Todos duermen en Zamora;

Faltarán puerros en Zamora;

De una parte me cerca Duero, y de otra Peñatajada: no sé qué me haga («Habla Zamora», aclara Martínez Kleiser);

Fiesta zamorana, reloj y campana;

Zamoriña, pequeñina.

Ahora bien, no quisiera que los zamoranos se dieran por aludidos; esta columna no versa sobre ellos. Lo que me pregunté enseguida, después de recordar el primer refrán, es si han caído en desuso los refranes en general. Tengo la impresión de que sí, de que ya no se emplean tanto como antes. De estar en lo cierto, creo que esto supondría una gran pérdida, dado que los refranes se han considerado siempre, con razón a mi modo de ver, condensaciones de avisada experiencia y de sabiduría, como afirma el propio Martínez Kleiser en su prólogo al diccionario. O en palabras de otro refrán: «No hay refrán que no sea verdadero». Esclarecen prácticamente todas las facetas principales e imaginables de la experiencia humana.
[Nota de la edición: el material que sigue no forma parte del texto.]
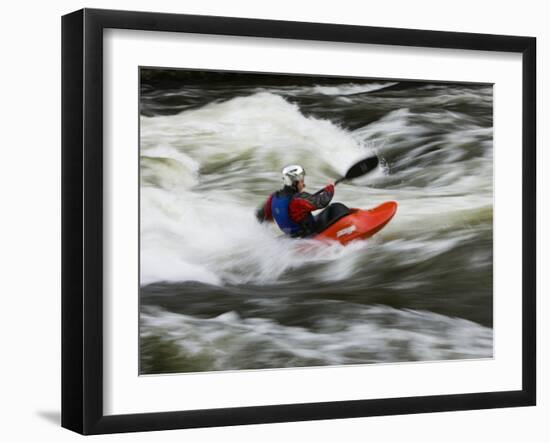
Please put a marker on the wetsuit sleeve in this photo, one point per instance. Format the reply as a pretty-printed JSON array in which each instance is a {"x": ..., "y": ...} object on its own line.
[
  {"x": 303, "y": 204},
  {"x": 264, "y": 212}
]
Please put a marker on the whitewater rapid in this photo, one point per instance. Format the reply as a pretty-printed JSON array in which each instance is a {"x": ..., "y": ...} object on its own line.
[{"x": 213, "y": 277}]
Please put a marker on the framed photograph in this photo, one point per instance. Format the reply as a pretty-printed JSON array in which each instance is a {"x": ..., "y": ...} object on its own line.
[{"x": 269, "y": 221}]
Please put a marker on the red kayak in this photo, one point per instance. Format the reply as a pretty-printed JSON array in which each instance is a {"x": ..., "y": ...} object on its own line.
[{"x": 359, "y": 223}]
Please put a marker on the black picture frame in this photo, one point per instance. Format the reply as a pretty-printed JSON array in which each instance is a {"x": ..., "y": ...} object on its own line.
[{"x": 82, "y": 220}]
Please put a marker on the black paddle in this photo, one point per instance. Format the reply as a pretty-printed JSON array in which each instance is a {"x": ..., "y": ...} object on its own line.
[{"x": 358, "y": 169}]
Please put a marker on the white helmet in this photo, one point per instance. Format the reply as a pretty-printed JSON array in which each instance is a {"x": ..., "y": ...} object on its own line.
[{"x": 292, "y": 174}]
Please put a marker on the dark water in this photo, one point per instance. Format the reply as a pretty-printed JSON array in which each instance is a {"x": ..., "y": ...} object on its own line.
[{"x": 220, "y": 292}]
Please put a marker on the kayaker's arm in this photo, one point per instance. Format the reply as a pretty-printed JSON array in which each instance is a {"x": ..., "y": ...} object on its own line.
[
  {"x": 303, "y": 204},
  {"x": 321, "y": 198},
  {"x": 263, "y": 213}
]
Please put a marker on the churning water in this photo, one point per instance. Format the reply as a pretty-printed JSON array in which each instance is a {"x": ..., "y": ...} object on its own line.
[{"x": 220, "y": 291}]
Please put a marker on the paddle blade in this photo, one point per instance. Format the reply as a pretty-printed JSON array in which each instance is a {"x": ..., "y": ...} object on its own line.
[{"x": 362, "y": 167}]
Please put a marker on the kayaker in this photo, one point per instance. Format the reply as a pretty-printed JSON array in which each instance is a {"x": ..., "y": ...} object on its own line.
[{"x": 291, "y": 208}]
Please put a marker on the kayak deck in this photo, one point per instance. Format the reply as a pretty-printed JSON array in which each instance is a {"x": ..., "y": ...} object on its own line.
[{"x": 359, "y": 224}]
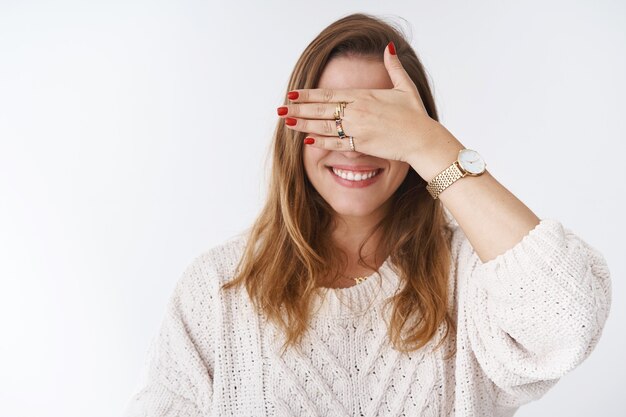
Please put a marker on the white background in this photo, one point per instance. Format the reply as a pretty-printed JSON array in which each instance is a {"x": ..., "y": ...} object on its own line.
[{"x": 133, "y": 136}]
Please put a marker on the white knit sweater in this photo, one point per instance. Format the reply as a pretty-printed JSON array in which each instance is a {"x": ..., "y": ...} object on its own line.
[{"x": 524, "y": 319}]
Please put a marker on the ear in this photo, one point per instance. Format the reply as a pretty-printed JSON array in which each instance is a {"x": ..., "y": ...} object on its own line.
[{"x": 397, "y": 73}]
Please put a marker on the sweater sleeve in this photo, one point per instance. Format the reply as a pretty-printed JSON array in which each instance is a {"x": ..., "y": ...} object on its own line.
[
  {"x": 178, "y": 377},
  {"x": 534, "y": 312}
]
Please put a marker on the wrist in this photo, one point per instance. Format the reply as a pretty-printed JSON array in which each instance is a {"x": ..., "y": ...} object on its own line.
[{"x": 439, "y": 149}]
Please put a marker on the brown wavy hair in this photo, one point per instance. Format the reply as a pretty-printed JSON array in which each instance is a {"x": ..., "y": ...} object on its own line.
[{"x": 289, "y": 247}]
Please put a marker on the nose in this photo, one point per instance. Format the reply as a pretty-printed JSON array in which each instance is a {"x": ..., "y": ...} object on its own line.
[{"x": 352, "y": 154}]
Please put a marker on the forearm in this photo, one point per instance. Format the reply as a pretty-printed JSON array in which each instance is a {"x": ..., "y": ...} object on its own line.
[{"x": 492, "y": 218}]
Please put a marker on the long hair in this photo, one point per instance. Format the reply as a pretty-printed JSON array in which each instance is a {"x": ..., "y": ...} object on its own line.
[{"x": 289, "y": 247}]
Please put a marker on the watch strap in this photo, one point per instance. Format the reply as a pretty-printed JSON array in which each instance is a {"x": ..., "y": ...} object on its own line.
[{"x": 444, "y": 179}]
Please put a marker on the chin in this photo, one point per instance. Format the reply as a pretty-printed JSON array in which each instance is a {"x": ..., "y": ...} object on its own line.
[{"x": 353, "y": 209}]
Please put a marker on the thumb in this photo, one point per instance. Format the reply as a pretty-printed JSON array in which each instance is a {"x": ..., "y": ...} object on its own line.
[{"x": 399, "y": 77}]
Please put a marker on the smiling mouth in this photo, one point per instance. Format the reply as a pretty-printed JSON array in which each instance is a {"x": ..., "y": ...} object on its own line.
[{"x": 354, "y": 175}]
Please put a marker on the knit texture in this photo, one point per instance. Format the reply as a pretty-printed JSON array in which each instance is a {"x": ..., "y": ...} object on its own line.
[{"x": 524, "y": 319}]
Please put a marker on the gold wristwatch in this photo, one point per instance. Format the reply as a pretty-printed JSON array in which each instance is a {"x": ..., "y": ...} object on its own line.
[{"x": 469, "y": 162}]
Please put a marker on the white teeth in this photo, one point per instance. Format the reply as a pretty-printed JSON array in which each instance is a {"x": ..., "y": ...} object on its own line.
[{"x": 352, "y": 176}]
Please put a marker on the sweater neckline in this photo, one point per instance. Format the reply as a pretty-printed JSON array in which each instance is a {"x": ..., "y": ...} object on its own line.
[{"x": 357, "y": 299}]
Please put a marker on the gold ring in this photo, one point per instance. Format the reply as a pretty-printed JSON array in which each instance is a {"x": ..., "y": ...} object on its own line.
[{"x": 339, "y": 111}]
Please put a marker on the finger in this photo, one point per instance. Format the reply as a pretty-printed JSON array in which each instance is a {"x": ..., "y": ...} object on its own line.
[
  {"x": 322, "y": 95},
  {"x": 330, "y": 143},
  {"x": 308, "y": 110},
  {"x": 399, "y": 77},
  {"x": 315, "y": 127}
]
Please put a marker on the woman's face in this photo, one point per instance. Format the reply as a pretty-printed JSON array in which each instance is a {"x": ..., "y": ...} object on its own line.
[{"x": 350, "y": 198}]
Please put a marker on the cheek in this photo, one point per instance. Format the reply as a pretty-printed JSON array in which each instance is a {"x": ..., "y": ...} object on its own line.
[{"x": 312, "y": 158}]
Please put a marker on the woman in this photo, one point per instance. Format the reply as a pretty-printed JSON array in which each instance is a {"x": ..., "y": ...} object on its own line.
[{"x": 381, "y": 278}]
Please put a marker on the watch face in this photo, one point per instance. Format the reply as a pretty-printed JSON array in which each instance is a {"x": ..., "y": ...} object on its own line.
[{"x": 471, "y": 161}]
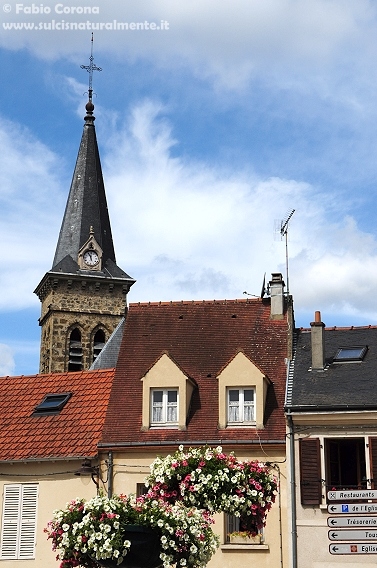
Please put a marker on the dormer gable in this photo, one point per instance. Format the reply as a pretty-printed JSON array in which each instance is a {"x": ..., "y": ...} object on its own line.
[
  {"x": 166, "y": 377},
  {"x": 243, "y": 376}
]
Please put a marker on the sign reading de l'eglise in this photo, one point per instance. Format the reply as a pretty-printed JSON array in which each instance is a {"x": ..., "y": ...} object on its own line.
[{"x": 352, "y": 494}]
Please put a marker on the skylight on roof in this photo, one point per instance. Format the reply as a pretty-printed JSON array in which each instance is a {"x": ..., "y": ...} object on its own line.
[
  {"x": 350, "y": 354},
  {"x": 52, "y": 403}
]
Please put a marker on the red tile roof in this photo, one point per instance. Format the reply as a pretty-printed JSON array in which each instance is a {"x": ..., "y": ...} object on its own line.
[
  {"x": 74, "y": 432},
  {"x": 202, "y": 338}
]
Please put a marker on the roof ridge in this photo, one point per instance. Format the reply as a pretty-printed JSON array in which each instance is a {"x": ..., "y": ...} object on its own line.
[
  {"x": 195, "y": 302},
  {"x": 345, "y": 328}
]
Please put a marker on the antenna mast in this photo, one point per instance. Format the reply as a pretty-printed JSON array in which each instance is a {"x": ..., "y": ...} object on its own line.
[{"x": 284, "y": 233}]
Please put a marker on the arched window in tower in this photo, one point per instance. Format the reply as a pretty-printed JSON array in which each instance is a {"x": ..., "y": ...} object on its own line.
[
  {"x": 98, "y": 343},
  {"x": 75, "y": 351}
]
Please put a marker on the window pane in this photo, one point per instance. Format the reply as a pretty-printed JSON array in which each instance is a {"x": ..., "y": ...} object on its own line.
[
  {"x": 248, "y": 395},
  {"x": 172, "y": 414},
  {"x": 157, "y": 414},
  {"x": 157, "y": 396},
  {"x": 172, "y": 396},
  {"x": 234, "y": 395}
]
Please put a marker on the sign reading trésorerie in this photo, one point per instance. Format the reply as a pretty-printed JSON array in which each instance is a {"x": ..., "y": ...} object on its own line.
[
  {"x": 354, "y": 534},
  {"x": 352, "y": 494},
  {"x": 353, "y": 548},
  {"x": 352, "y": 521},
  {"x": 345, "y": 508}
]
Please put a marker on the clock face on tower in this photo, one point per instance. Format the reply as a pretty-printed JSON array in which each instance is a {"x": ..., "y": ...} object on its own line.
[{"x": 91, "y": 258}]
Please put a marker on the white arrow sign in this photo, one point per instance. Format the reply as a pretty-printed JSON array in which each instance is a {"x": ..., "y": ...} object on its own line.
[
  {"x": 347, "y": 508},
  {"x": 353, "y": 548},
  {"x": 352, "y": 522},
  {"x": 352, "y": 494},
  {"x": 357, "y": 534}
]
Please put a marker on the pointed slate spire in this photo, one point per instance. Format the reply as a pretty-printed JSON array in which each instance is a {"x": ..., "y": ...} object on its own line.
[
  {"x": 84, "y": 295},
  {"x": 86, "y": 205}
]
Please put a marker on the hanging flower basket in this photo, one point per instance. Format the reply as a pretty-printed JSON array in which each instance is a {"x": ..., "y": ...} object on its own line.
[
  {"x": 98, "y": 533},
  {"x": 173, "y": 519},
  {"x": 209, "y": 479}
]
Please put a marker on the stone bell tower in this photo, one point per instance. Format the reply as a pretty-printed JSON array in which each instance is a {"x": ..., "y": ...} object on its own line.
[{"x": 84, "y": 294}]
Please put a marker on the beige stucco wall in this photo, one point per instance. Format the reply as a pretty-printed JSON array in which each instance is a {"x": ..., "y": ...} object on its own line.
[
  {"x": 56, "y": 488},
  {"x": 312, "y": 530},
  {"x": 131, "y": 468}
]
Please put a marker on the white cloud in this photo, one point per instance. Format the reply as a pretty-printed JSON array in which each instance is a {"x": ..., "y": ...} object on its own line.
[
  {"x": 29, "y": 213},
  {"x": 229, "y": 41},
  {"x": 185, "y": 229}
]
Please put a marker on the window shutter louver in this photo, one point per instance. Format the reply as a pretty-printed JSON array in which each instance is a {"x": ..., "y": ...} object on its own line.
[
  {"x": 310, "y": 471},
  {"x": 11, "y": 511},
  {"x": 28, "y": 521},
  {"x": 19, "y": 521},
  {"x": 373, "y": 461}
]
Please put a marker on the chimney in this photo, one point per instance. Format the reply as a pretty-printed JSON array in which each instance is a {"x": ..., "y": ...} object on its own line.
[
  {"x": 318, "y": 343},
  {"x": 276, "y": 285}
]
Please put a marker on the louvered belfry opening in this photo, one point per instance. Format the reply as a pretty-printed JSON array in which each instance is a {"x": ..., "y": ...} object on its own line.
[
  {"x": 75, "y": 351},
  {"x": 98, "y": 343}
]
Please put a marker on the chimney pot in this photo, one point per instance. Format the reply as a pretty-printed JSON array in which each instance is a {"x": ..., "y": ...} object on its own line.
[
  {"x": 277, "y": 295},
  {"x": 318, "y": 342}
]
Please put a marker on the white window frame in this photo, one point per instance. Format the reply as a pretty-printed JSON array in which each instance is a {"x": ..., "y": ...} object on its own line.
[
  {"x": 164, "y": 406},
  {"x": 19, "y": 521},
  {"x": 242, "y": 406},
  {"x": 232, "y": 524}
]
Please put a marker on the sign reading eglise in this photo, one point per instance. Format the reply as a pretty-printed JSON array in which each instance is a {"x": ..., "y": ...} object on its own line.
[{"x": 353, "y": 548}]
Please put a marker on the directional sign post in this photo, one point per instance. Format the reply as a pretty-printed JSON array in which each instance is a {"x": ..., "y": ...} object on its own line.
[
  {"x": 352, "y": 494},
  {"x": 353, "y": 548},
  {"x": 347, "y": 508},
  {"x": 356, "y": 521},
  {"x": 356, "y": 534}
]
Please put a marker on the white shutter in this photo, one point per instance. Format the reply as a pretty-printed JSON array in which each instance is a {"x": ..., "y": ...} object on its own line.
[
  {"x": 11, "y": 512},
  {"x": 28, "y": 521},
  {"x": 19, "y": 521}
]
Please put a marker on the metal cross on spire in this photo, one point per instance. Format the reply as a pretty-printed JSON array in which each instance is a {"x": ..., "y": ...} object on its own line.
[{"x": 90, "y": 68}]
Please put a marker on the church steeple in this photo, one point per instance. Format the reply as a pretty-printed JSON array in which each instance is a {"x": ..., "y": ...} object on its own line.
[
  {"x": 86, "y": 205},
  {"x": 84, "y": 294}
]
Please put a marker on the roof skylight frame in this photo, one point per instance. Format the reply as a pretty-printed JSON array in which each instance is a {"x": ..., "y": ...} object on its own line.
[
  {"x": 52, "y": 403},
  {"x": 350, "y": 354}
]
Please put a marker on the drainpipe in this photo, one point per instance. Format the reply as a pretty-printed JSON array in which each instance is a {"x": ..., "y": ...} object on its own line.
[
  {"x": 110, "y": 476},
  {"x": 293, "y": 489}
]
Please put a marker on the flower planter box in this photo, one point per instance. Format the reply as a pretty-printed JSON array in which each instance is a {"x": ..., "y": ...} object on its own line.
[{"x": 240, "y": 539}]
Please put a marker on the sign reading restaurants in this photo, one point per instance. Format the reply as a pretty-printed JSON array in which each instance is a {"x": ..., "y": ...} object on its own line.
[
  {"x": 349, "y": 527},
  {"x": 352, "y": 494},
  {"x": 346, "y": 508}
]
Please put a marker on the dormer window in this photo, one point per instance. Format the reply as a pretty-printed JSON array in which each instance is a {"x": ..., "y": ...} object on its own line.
[
  {"x": 350, "y": 354},
  {"x": 164, "y": 407},
  {"x": 167, "y": 393},
  {"x": 241, "y": 406},
  {"x": 242, "y": 394}
]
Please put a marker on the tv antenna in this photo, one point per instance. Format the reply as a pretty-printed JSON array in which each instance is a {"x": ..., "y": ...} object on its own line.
[{"x": 282, "y": 228}]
Y por eso se solía afirmar que «la persona que es curiosa tiene un refrán para cada cosa».

Monumentos del idioma

Pero, además, encierran unas verdades a través del vehículo de una forma poética de expresión que representa una especie de cristalización del lenguaje, del español, que sería una lástima perder. Son verdaderos monumentos del idioma, según algunos. Soy consciente de que hay mucha gente que los rehúye, muchos escritores y poetas, por ejemplo. Pienso en Javier Marías, Félix de Azúa (por citar a alguien de la casa) o Soledad Puértolas, entre muchos otros escritores de su generación en especial, en cuyos textos no solemos encontrar refranes. (Dicho esto, también es cierto que en los de otros de su generación, en cambio sí y a veces muchos: tal es el caso de las novelas de J. M. Guelbenzu, en particular su serie de crimen y misterio con la protagonista Mariana de Marco, que abunda en refranes, locuciones y modismos).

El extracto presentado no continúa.